I think you can be together in a Susan-Sarandon-Tim-Robbins kind of way for a long time, forever even. Haven't gay people always done this anyway? I like that they choose each other every day. I like that so many people wish them well even though they have never been legally married. I like that they hold out for love, for outsiderness, for freedom and flexibility. I like that they eschew a certain kind of heterosexual privilege, even though they mostly get it anyway. I like that there are models out there of lovers who make something strong together without the state's blessing, models that help all of us who want to be in a couple imagine something strong and healthy that can be made with another person. I imagine them holding up their own tent without the blessing of a rabbi, or a JP. Their hair is always tousled and they look casual and fabulous together.

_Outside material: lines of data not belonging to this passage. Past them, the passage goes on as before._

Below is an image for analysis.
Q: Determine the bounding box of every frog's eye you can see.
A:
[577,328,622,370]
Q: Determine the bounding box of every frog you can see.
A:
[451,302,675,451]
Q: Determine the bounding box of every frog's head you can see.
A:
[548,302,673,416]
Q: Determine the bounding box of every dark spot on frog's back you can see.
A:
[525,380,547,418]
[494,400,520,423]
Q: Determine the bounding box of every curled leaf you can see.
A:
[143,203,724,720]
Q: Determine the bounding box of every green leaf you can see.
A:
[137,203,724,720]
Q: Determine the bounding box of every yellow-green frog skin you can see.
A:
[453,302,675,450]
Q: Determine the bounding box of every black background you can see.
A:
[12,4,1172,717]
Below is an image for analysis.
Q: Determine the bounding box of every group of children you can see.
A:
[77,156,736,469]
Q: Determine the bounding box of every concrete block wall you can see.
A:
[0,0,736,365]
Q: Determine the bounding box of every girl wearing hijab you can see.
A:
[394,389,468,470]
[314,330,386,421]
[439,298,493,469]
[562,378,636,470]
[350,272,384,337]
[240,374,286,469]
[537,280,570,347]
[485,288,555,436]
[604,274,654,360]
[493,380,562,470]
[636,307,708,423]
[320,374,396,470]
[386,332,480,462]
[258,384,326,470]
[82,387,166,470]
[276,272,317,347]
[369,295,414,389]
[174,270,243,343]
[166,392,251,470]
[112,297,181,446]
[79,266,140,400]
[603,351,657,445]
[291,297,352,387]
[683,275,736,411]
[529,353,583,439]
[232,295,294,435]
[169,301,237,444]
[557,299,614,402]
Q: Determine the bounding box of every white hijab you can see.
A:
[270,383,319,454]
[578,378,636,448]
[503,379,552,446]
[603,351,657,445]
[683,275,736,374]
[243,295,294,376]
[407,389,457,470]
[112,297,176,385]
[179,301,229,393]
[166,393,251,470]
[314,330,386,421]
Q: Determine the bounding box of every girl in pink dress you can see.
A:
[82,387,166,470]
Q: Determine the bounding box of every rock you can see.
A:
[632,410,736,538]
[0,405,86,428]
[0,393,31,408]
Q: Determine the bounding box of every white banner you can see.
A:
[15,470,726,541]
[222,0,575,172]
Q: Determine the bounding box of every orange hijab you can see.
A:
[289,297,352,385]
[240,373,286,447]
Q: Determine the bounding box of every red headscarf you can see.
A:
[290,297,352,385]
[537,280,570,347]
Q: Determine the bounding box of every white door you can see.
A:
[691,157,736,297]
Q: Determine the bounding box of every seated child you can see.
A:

But I also imagine a wedding that is ours, a honeymoon we go on together, bringing our disparate friends and family together at a big party for us, for love, for believing in dreams and living in dreams that nourish us whether or not they come true. I imagine the celebration of happiness, of daring to hope in a public way that love can last. I imagine my father and aunt and my parents' friends who live nearby and who I grew up with shyly, awkwardly wishing me well, understanding that while I have made my life mean something on my terms, my meaning also resonates in ways they can recognize with the responsibilities and choices they have shouldered and made. I imagine a reception in the horse field at my childhood home, and I picture myself tripping across the gravel road a few short yards to my mother's grave nearby to bring her a glass of champagne. I imagine shedding a few tears that my mother and my lover never met. I imagine in this moment remembering the loves I have had, the life I have lived until now. I imagine feeling suddenly happy for even the heartbreaks and setbacks that have brought me to this place in my life, this milestone, this happiness. I can see the blue twilight, the white tent with light and music spilling out into the August night, the flushed faces of partygoers enjoying the open bar. I look around at my family and feel supremely old, and as young as someone still in high school. I look down at my lover, and she is laughing in my arms, and we are dancing to a song that suddenly seems perfect, both wishing that this night could last forever.